By: Jim Hetzer
There have been major concerns about the overuse and overexposure to antibiotics that are leading to “super bugs” that cannot be killed by any existing antibiotic. Joseph Mercola, MD has described a new channel for the development of antibiotic resistant microbes from a relatively unlikely source. Dr. Mercola released an article on Dec. 29, 2015 titled “Factory Farm “Cannibalism” and Rising Antibiotic Use Pose Serious Threats to Human Health.”
The meat that we eat, including beef, pork and poultry are being fed animal parts in their feed. The resulting diseases have included mad cow disease, swine flu, and bird flu. Mcr-1, the most virulent microbe yet identified, has been found in China. That microbe is not killed by the most powerful class of antibiotics. It has been identified in meat and humans in China, and was also identified in the blood of a patient in Denmark that had eaten imported meat from China.
Dr. Mercola’s article summarizes examples of microbes that are resistant to the strongest current antibiotic class.
- In 2014, nearly 10 percent of the entire swine population in the U.S. was wiped out by the Porcine Epidemic Diarrhea virus (PEDv) — a highly lethal virus traced back to pig's blood used in piglet feed
- To thwart reemergence of PEDv, some farmers are now feeding the intestines from baby pigs that died from the disease to their breeding hogs — yet another "cannibal" strategy that may produce adverse results
- Researchers recently discovered a mutated gene in Chinese meat and human patients that makes bacteria resistant to our last-resort class of antibiotics. The identical gene has also been found in Denmark, suggesting global spread has begun
Approximately 80% of the antibiotics used in the US are fed to feed animals. While the FDA has provided "guidelines" to farmers to limit the use of antibiotics to sick animals only, farmers continue to use antibiotics to increase animal growth. California has passed a state law that prohibits antibiotic use in feed animals except to treat identified sick animals. Once again, a state has acted to protect its population where the FDA has failed to act. The CA law goes into effect in 2018. Researchers are looking at prebiotics, probiotics and anti-microbial herbs as potential substitutes for antibiotics used in feed animals.
The Center for Disease Control and Prevention (CDC) provides a list of the worst 18 antibiotic resistant microbes. Three are categorized at the Urgent hazard level. Clostridium difficile, Carbapenem-resistant Enterobacteriaceae (CRE) and drug-resistant Neisseria gonorrhoeae (cephalosporin resistance) are the three most dangerous of these mutated organisms. These three microbes are not controlled by antibiotics. Their spread to other organisms, e.g. E. coli, could lead to the end of antibiotics being effective to stop the spread of microbes on a worldwide basis.

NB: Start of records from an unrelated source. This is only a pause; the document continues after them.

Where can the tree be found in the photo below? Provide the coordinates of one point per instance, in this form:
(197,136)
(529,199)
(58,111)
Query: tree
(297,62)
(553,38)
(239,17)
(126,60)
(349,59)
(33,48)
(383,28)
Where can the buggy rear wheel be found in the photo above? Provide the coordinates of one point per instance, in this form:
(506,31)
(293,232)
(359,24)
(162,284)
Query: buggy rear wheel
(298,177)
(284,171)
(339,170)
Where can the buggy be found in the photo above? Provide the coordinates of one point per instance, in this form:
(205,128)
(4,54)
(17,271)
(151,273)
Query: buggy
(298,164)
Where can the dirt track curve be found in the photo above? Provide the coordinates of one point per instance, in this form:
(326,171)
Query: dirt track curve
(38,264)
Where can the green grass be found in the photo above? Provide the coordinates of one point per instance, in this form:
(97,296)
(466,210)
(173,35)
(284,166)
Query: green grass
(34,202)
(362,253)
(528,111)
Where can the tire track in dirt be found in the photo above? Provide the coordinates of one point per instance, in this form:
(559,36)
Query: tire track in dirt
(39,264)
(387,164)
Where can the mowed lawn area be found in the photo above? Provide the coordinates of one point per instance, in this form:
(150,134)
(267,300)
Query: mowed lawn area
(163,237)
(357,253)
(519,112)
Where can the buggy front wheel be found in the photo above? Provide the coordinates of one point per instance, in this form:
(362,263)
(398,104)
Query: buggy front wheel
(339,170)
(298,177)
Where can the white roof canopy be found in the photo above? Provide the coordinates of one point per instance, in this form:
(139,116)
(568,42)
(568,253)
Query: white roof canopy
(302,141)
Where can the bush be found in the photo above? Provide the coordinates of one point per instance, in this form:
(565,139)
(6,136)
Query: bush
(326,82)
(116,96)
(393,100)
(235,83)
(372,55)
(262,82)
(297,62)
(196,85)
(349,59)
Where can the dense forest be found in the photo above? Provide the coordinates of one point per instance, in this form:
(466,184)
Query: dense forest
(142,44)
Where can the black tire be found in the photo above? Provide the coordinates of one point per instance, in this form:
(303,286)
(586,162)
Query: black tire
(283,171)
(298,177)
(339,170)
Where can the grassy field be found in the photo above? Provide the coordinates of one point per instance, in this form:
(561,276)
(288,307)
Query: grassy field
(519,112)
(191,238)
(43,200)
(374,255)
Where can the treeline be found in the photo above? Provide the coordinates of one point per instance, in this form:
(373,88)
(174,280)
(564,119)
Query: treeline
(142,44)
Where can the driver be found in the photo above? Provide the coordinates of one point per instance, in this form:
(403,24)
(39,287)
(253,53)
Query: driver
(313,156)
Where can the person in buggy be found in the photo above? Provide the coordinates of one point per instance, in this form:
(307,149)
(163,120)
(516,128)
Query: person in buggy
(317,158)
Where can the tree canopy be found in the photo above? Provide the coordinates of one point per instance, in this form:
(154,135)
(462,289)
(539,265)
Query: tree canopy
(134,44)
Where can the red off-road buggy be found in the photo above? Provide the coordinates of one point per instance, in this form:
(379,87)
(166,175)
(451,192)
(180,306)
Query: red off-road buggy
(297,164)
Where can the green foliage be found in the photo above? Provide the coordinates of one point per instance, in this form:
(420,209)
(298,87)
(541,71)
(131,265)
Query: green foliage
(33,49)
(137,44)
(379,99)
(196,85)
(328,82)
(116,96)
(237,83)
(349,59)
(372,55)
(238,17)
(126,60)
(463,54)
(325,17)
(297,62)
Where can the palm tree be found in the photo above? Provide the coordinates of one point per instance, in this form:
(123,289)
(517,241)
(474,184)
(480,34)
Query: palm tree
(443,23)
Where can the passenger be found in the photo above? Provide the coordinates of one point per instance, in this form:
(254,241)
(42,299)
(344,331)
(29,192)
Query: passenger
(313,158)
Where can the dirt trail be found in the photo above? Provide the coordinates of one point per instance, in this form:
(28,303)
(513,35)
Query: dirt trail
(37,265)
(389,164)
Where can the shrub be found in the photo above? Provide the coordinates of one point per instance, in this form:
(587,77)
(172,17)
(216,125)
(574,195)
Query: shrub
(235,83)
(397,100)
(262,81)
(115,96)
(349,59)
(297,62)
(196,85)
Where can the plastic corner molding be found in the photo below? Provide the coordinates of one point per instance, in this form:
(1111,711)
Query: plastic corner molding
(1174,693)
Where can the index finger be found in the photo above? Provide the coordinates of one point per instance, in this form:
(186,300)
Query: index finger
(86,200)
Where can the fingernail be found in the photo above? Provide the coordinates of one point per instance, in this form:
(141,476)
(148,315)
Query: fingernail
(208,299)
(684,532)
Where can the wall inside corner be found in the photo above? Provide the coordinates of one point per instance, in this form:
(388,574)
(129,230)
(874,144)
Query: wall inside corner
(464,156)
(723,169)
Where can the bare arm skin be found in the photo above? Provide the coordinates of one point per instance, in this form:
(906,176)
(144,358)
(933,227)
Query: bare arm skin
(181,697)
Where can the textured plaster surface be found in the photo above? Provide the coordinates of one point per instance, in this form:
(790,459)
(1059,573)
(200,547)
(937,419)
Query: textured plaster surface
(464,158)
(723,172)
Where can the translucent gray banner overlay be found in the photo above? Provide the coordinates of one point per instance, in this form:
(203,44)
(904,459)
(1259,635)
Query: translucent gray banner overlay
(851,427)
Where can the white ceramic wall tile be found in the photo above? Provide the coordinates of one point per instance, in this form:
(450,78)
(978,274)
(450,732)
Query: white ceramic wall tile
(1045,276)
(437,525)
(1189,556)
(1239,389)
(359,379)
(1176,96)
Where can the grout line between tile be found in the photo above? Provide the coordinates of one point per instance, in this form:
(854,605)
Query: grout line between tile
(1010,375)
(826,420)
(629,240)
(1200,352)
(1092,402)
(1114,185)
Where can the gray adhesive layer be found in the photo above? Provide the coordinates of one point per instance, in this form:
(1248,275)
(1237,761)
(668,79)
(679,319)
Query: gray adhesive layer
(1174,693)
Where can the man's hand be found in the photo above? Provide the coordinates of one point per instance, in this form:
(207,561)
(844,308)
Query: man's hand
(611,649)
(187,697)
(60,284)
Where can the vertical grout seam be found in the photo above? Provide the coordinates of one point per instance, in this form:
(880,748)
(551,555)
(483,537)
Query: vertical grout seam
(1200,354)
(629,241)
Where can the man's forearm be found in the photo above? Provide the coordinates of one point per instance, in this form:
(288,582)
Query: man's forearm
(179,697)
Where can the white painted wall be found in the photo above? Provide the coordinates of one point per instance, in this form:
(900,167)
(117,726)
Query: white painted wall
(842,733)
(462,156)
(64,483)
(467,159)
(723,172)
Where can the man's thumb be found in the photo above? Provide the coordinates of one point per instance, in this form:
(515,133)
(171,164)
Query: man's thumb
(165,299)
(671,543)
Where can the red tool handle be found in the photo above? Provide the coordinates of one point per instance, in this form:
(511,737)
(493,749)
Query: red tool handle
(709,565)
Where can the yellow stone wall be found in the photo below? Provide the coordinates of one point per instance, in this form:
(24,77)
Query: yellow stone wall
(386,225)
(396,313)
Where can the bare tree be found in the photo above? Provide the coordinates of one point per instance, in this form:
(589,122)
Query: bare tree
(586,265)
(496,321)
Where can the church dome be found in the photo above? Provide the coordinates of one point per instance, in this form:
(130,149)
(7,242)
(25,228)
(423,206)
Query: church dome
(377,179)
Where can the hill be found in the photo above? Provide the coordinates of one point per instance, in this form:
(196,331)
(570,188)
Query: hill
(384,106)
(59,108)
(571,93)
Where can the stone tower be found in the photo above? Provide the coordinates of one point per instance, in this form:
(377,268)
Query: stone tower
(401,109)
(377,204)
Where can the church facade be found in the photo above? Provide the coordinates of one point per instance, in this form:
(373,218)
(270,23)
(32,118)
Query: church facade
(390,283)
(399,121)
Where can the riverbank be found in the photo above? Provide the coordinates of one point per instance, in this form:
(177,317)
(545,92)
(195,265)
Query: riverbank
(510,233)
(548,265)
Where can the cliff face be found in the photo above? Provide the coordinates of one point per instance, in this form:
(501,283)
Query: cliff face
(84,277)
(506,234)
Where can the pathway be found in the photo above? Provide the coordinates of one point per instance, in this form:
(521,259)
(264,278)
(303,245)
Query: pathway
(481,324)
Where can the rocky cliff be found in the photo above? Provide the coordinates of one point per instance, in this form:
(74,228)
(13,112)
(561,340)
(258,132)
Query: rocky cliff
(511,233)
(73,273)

While the use of antibiotics in feed animals on factory farms has been a major contributor to the super bug category, overuse of antibiotics in humans, and issues of development of these microbes in hospitals and outpatient treatment centers have also contributed to the potential of a global pandemic of antibiotic resistant microbes. The solutions to combat the development and continued evolution of antibiotic resistant microbes are complex. Tighter regulations for factory farm use of antibiotics, safe disposal of animal wastes, better testing of meat products for resistant microbes will slow the spread of these microbes.
On an individual basis, buying organic meats and eggs from free-range animals is the best protection at this time. Write or call your congressional representatives and senators to express concern that factory farm practices need to be monitored and regulated. Senator Sherrod Brown sits on the Agricultural committee, and serves on the subcommittee for organic farming and agricultural research. You can also contact Senator Rob Portman, Representative Steve Stivers, Representative Pat Tiberi and Representative Joyce Beatty to tell them you want them to enact legislation to minimize the use of antibiotics in feed animals.